Durch die Anwendung dieser so genannten "Eisenbahn-Paragraphen" versuchten österreichische Staatsanwälte, Mitwirkende an der Organisierung des Holocaust (z.B. den Transportoffizier Adolf Eichmanns, Franz Novak) wenigstens für die Art, in der die Transporte in die Vernichtungslager durchgeführt wurden, vor Gericht stellen. Bezüglich der Mitverantwortung an den Massenmorden selbst fielen die den Beschuldigten zur Last gelegten Verbrechen unter das - als bereits verjährte - Delikt der "entfernten Mitschuld am Mord" (§ 137 StG).

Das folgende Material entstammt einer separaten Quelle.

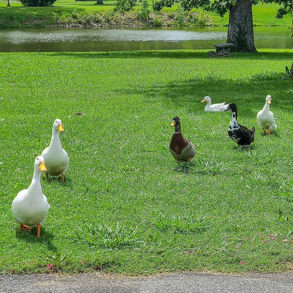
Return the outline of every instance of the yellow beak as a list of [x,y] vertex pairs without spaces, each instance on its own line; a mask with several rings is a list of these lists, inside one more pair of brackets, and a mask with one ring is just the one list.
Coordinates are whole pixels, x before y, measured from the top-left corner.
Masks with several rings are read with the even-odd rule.
[[41,171],[47,171],[47,169],[45,166],[45,162],[40,162],[39,164],[39,167]]
[[59,131],[64,131],[64,129],[62,127],[62,125],[59,124],[59,123],[58,123],[58,129]]

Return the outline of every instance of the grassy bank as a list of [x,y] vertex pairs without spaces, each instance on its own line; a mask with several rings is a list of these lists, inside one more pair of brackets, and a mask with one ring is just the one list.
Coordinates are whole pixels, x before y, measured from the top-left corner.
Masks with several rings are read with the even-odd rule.
[[[159,14],[151,12],[148,17],[142,17],[138,4],[132,11],[124,15],[114,13],[114,1],[103,1],[104,5],[96,2],[75,1],[58,0],[49,7],[25,7],[20,2],[12,2],[6,6],[6,1],[0,2],[0,28],[43,27],[44,26],[95,26],[103,25],[227,25],[229,13],[221,18],[215,13],[194,10],[190,12],[178,10],[178,4],[163,9]],[[150,8],[151,1],[150,1]],[[290,15],[282,19],[275,16],[278,6],[275,4],[258,4],[253,8],[255,25],[292,25]]]
[[[284,73],[293,50],[260,51],[0,54],[0,271],[291,267],[293,86]],[[268,93],[278,126],[263,136],[256,115]],[[204,112],[206,95],[237,104],[239,123],[256,127],[251,147],[229,137],[231,112]],[[195,146],[189,166],[168,149],[175,115]],[[69,169],[64,183],[42,175],[51,207],[36,238],[35,227],[19,231],[11,203],[56,118]],[[113,240],[106,226],[117,223]]]

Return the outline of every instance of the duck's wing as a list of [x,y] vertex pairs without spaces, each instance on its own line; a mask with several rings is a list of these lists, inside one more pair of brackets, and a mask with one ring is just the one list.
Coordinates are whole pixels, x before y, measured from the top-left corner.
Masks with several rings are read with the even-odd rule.
[[222,103],[213,104],[212,105],[211,105],[211,107],[214,111],[224,111],[226,108],[225,105],[225,103],[226,102],[223,102]]
[[238,125],[240,127],[238,131],[241,133],[242,138],[248,139],[253,137],[254,139],[254,132],[255,131],[255,127],[254,126],[251,129],[248,129],[247,127],[243,126],[243,125],[241,125],[240,124],[238,124]]

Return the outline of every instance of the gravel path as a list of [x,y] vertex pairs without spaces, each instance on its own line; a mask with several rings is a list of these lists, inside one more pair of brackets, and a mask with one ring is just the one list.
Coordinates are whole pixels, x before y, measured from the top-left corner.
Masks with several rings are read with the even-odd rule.
[[245,275],[197,272],[121,277],[101,273],[0,275],[1,293],[292,293],[293,273],[251,273]]

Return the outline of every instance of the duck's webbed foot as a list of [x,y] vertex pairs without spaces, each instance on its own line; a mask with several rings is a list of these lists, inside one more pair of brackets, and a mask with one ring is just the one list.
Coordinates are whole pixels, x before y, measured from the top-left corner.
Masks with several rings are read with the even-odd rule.
[[22,223],[19,222],[19,229],[21,230],[28,230],[30,231],[32,228],[29,227],[28,227],[26,225],[23,225]]
[[37,225],[37,230],[38,230],[38,234],[36,235],[36,237],[39,237],[41,236],[41,234],[40,233],[40,230],[41,229],[41,225],[40,224],[38,224]]

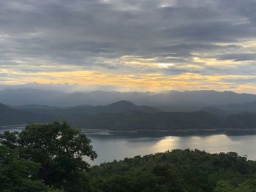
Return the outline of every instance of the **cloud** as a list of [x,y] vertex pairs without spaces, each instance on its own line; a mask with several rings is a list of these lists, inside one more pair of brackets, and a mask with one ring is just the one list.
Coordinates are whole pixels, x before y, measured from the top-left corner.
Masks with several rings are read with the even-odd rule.
[[[144,86],[149,89],[159,89],[162,80],[163,89],[168,82],[174,86],[176,80],[187,88],[180,77],[191,78],[193,75],[185,74],[193,74],[203,77],[196,80],[198,86],[211,80],[207,86],[218,88],[209,77],[256,75],[255,4],[253,0],[1,1],[0,69],[8,72],[1,74],[1,81],[59,83],[67,80],[59,74],[83,71],[90,75],[91,79],[84,77],[87,84],[119,87],[116,80],[124,80],[123,76],[129,77],[124,85],[132,88],[140,87],[132,83],[135,78],[151,82],[155,87]],[[91,80],[99,78],[94,72],[105,77],[102,80],[109,78],[108,83]],[[75,79],[70,83],[84,83]],[[221,83],[227,82],[219,79]]]

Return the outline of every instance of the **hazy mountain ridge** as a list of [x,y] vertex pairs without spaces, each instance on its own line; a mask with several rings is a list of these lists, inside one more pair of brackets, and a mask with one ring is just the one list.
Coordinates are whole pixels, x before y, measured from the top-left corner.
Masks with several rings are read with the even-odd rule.
[[0,104],[0,126],[23,124],[28,123],[47,123],[52,120],[51,115],[26,112]]
[[140,105],[158,107],[165,111],[195,111],[207,106],[243,104],[256,101],[256,95],[215,91],[165,93],[92,91],[64,93],[37,89],[0,91],[0,102],[7,105],[40,104],[59,107],[106,105],[126,100]]

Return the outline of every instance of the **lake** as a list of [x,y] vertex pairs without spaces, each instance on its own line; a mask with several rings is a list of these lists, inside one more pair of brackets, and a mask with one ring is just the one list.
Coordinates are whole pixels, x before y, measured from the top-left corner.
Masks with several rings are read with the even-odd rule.
[[[10,131],[20,131],[12,128]],[[4,129],[0,130],[0,132]],[[209,153],[237,152],[240,155],[247,155],[256,161],[256,135],[163,137],[159,138],[126,138],[108,135],[107,131],[98,131],[98,135],[83,130],[92,141],[94,150],[98,158],[91,164],[121,160],[126,157],[144,155],[165,152],[173,149],[199,149]]]

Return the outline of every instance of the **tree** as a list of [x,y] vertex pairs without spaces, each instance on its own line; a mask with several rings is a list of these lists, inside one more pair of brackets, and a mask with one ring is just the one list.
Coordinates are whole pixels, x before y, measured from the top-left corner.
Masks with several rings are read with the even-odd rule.
[[37,174],[39,164],[19,157],[18,151],[0,146],[0,191],[4,192],[53,192]]
[[89,190],[86,171],[90,166],[84,157],[94,160],[97,153],[91,140],[67,123],[29,124],[20,134],[4,134],[0,142],[18,149],[23,158],[39,163],[39,177],[47,185],[65,191]]

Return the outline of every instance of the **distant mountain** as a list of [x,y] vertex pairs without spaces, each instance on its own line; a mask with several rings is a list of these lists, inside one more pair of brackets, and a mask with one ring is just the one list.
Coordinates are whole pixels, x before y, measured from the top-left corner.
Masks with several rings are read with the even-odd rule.
[[25,105],[16,107],[26,111],[50,115],[67,120],[73,120],[79,117],[98,113],[124,113],[130,111],[140,111],[149,113],[160,112],[159,110],[155,107],[139,106],[127,101],[120,101],[105,106],[79,105],[69,107],[53,107],[41,105]]
[[219,116],[219,117],[225,117],[228,115],[233,113],[230,111],[226,111],[215,107],[205,107],[200,110],[200,111],[207,112],[208,113]]
[[[215,91],[175,91],[157,93],[148,96],[143,104],[153,106],[175,106],[174,110],[169,107],[168,111],[177,111],[185,107],[189,107],[189,110],[197,110],[199,107],[206,106],[219,106],[230,103],[245,103],[255,101],[256,95],[236,93],[231,91],[218,92]],[[162,110],[162,108],[161,108]]]
[[23,124],[29,122],[50,122],[53,118],[48,115],[16,110],[0,104],[0,126]]
[[107,105],[126,100],[139,105],[154,106],[167,112],[192,112],[213,106],[243,104],[256,101],[256,95],[215,91],[176,91],[165,93],[92,91],[64,93],[36,89],[0,91],[0,102],[8,105],[39,104],[59,107]]
[[229,104],[219,107],[220,109],[233,112],[256,112],[256,101],[244,104]]
[[75,127],[110,130],[175,130],[217,128],[218,116],[205,112],[129,112],[120,114],[102,113],[72,121]]
[[63,94],[53,91],[37,89],[7,89],[0,91],[0,102],[7,105],[43,104],[46,99]]

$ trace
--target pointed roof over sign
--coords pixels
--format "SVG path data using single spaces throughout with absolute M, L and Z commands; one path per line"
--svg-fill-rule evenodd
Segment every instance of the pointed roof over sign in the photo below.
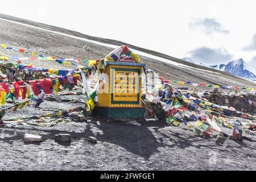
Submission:
M 141 63 L 139 56 L 131 52 L 126 46 L 115 49 L 104 58 L 104 60 L 112 62 Z

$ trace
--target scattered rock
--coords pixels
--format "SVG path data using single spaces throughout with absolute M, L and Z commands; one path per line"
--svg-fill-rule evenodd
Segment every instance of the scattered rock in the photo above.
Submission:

Die Paragraphen der Delikt-Gruppe "öffentliche Gewalttätigkeit" waren auch für die Ahndung der nationalsoizialistischen Wiederbetätigung von Bedeutung (boshafte Beschädigung fremden Eigentums, boshafte Handlungen oder Unterlassungen unter besonders gefährlichen Verhältnissen und boshafte Beschädigungen oder Störungen am Staatstelegraphen):


§ 85 StG
Fünfter Fall. Andere boshafte Beschädigungen eines fremden Eigentums sind als Verbrechen der öffentlichen Gewalttätiogkeit anzusehen, wenn entweder
a) der Schade, welcher entstanden, oder in dem Vorsatze des Täters gelegen ist, 500 S
[Stand 1947; später an die Inflation angepasst] übersteigt, oder wenn, ohne Rücksicht auf die Größe des Schadens,
b) daraus eine Gefahr für das Leben, die Gesundheit, körperliche Sicherheit von Menschen oder in größerer Ausdehnung für fremdes Eigentum entstehen kann; oder
c) die boshafte Beschädigung an Eisenbahnen, diese mögen mit oder ohne Dampfkraft betrieben werden, oder an den dazu gehörigen Anlagen, Beförderungsmitteln , Maschinen, Gerätschaften oder anderen zum Betriebe derselben dienenden Gegenständen, oder an Dampfschiffen, Dampfmaschinen, Dampfkesseln, Wasserwerken, Brücken, Vorrichtungen in bergwerken oder überhaupt unter besonders gefährlichen Verhältnissen verübt worden ist.

§ 86 StG
Die Strafe dieses Verbrechens ist im Falle der lit. a) des vorherigen Paragraphen schwerer Kerker von sechs Monaten bis zu einem Jahre; im Falle der lit. b) und c) aber schwerer Kerker von einem bis zu fünf und nach Größe der Bosheit und Gefahr auch bis zu zehn Jahren.
Wenn aber aus der Beschädigung wirklich ein Unfall für die Gesundheit, körperliche Sicherheit, oder in größerer Ausdehnung für das Eigentum anderer entstanden, so sollen die Schuldigen mit schwerem Kerker von zehn bis zwanzig Jahren, bei besonders erschwerenden Umständen mit lebenslangem schwerem Kerker bestraft werden. Hatte endlich eine solche Beschädigung des Tod eines Menschen zur Folge und konnte dieses vom Täter hervorgesehen werden, so soll derselbe mit dem Tode bestraft werden.

§ 87 StG
Sechster Fall. Eben dieses Verbrechens macht sich auch derjenige schuldig, welcher durch was immer für eine aus Bosheit unternommene Handlung oder durch die geflissentliche Außerachtlassung der ihm bei dem Betriebe von Eisenbahnen oder von den in den § 85, lit. c), bezeichneten Werken oder Unternehmungen obliegenden Verpflichtungen eine der in § 85, lit. b), bezeichneten Gefahren herbeiführt.

§ 88 StG
Die Strafe dieses Verbrechens ist schwerer Kerker von einem bis fünf Jahren, nach der Größe der Bosheit und Gefahr auch bis zu zehn Jahren. - Tritt jedoch einer der in § 86 erwähnten weiteren Erschwerungsumstände ein, so sind die hierfür ebenda festgesetzten höheren Strafen in Anwendung zu bringen.

§ 89 StG
Siebenter Fall. Boshafte Beschädigungen irgend eines bestandteiles des Staatstelegraphen und jede absichtliche Störung des Betriebes dieser Staatsanstalt [1949 vereinfach zu: "seines Betriebes"] sind, ohne Rücksicht auf den Betrag des Schadens, als Verbrechen der öffentlichen Gewalttätigkeit mit schwerem Kerker von sechs Monaten bis zu einem Jahre und bei besonders wichtigem Schaden oder besonderer Bosheit bis zu fünf Jahren zu bestrafen.